With a little more than a week to reflect on the marathon, I have to say I’m pretty chuffed with myself. I have to remember that when I started this year, and set a goal, it wasn’t to run a marathon. I set out in January with the intention of running 52.4 competitive miles this year. Four half marathons, or two half marathons and a full marathon. I wanted to add to my medal collection and plan enough racing to make sure that my training for the races kept me fit.

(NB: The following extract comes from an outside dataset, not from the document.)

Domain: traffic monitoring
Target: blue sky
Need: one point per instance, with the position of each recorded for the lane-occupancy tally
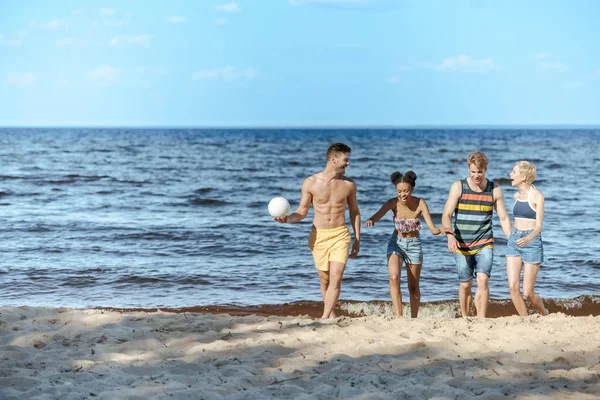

And I have already achieved that. I’ve run three half marathons, a full marathon, and a 10km race this year. That works out to 71.7 competitive miles. And I have one more half marathon in two and a half weeks. So that will work out to 84.8 competitive miles in 2015. To train for all that, I’ve run 1,091.6 miles this year so far. Well, probably actually about 2.5% less than that. Running with my watch, which has a better GPS device than my phone, I’m realizing the phone reads high. But regardless, I’m up over a thousand miles.

When we signed up for the marathon, BB immediately wanted to sign up for another half marathon shortly after. Her reasoning was that it would keep us motivated. She really didn’t want to burn out on running during the long, arduous training season for 26.2 miles. That’s why we planned (at her suggestion) for two days a week in the gym rather and an extra crosstraining day throughout most of the training plan. Keeping things mixed up was better for our overall fitness, and holds off burnout.

And it worked! I’m excited for the next race. I’m excited to keep running through the winter. Sunday BB and I ran 7.4 miles together, and yesterday I ran 4.9 miles with a couple of kids from work, at a 9:08 pace. They had 15 years on me, almost, but I kept up my pace and didn’t embarrass myself. Even though what was a tempo run for me was a recovery run for one of them. I’m taking the year step by step and making a commitment to myself and my relationship and my sobriety.

Running is not just about fitness or weight control for me, though those are powerful benefits. It’s about making a daily decision to live a life worth living. In that way, it’s exactly like my sobriety. Every day, I wake up and decide not to drink. Every day, I wake up and decide to take care of my physical condition. To do that, I have to plan out goals and adhere to a program.

2015 has been a good year. I’ve accomplished the things I set out to, and I find myself with emotional reserves left over. So I’m going to go run again. Tomorrow. The next day. One step after another, my partner by my side. Strong, sober, and hopeful.